Which is to say: they're not exactly hiding, nor mysterious, nor refusing contact with the outside world.
That said, it's great to see a diverse ecosystem of cryptocurrencies coming into existence. There's nothing in economic theory to say that a unitary currency is Pareto optimal. Indeed, throughout human economic history there have been countless exchange media used, from highly portable objects to heavy, symbolically resonant tokens of exchange. I believe most all of these are discussed in Matt Ridley's The Rational Optimist along of course with a host of academic titles in the anthropology literature (the first amoungst equals being, perhaps, Graeber's monumental Debt: The First 5,000 Years).
Sometimes we refer to these exchange media, shorthand, as "scrip" - a decent term for everyday use
To be clear: cryptostorm makes no claims that our tokens are any form of generalised exchange medium, nor intended as such. That's because, simply put, control over minting of new tokens is retained by the project team - not driven by mining or any other objective criteria.

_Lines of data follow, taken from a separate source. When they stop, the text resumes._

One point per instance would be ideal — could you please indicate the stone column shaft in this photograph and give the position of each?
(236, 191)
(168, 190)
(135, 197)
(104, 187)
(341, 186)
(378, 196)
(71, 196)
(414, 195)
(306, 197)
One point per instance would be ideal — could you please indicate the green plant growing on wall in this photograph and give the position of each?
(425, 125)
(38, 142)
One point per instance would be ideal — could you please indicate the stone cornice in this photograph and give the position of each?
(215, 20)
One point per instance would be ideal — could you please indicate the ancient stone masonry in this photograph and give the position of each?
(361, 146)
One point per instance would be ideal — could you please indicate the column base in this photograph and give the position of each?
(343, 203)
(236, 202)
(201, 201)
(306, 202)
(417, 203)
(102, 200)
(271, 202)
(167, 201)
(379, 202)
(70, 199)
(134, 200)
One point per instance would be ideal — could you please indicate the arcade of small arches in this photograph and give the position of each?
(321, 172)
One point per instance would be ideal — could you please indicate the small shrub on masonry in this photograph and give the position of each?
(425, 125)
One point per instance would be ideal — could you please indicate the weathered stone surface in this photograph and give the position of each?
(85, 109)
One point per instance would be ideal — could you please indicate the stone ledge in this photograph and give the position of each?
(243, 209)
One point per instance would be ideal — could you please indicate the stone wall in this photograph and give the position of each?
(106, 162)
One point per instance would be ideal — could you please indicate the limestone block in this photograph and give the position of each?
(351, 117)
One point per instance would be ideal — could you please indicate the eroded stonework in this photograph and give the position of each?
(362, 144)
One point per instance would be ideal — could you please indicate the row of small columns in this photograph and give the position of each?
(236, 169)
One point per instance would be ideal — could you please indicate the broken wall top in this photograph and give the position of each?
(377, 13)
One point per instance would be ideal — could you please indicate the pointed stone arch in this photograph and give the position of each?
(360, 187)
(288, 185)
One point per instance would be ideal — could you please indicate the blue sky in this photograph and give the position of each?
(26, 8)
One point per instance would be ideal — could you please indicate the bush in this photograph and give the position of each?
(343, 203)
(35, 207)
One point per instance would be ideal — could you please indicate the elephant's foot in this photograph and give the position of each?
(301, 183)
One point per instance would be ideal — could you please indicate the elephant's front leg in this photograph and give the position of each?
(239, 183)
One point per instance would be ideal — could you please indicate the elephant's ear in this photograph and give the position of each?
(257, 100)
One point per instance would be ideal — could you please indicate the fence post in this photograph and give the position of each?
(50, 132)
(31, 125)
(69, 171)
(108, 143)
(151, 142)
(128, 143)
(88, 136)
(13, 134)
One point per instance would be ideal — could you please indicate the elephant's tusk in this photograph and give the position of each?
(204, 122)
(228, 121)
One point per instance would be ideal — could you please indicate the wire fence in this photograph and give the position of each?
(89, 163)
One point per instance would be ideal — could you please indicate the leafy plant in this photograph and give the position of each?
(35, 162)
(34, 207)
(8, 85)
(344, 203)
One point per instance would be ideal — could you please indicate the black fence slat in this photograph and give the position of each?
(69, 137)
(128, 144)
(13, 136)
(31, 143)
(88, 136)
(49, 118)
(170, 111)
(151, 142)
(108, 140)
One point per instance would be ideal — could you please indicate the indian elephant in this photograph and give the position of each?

Thus, in theory, the team could flood the world with new tokens & debase all existing ones ("inflation"), although of course in practical terms that'd be silly when it comes to actual network access.
Down the road, we're actively working on a blockchain-style externalised authentication methodology for tokens as an adjunct to the distributed, mongoDB-based auth/synch mechanism currently in place. Which is just one of countless examples of how bitcoin-derived concepts and techniques are being used in all sorts of related and unrelated areas of technical work... a fascinating thing to watch, realtime.
In any case, thanks for bringing over the Tagcoin example - it's one I'd not seen before, personally, and we're glad to have as many parallel examples as we can so we can all learn from the most useful components of each.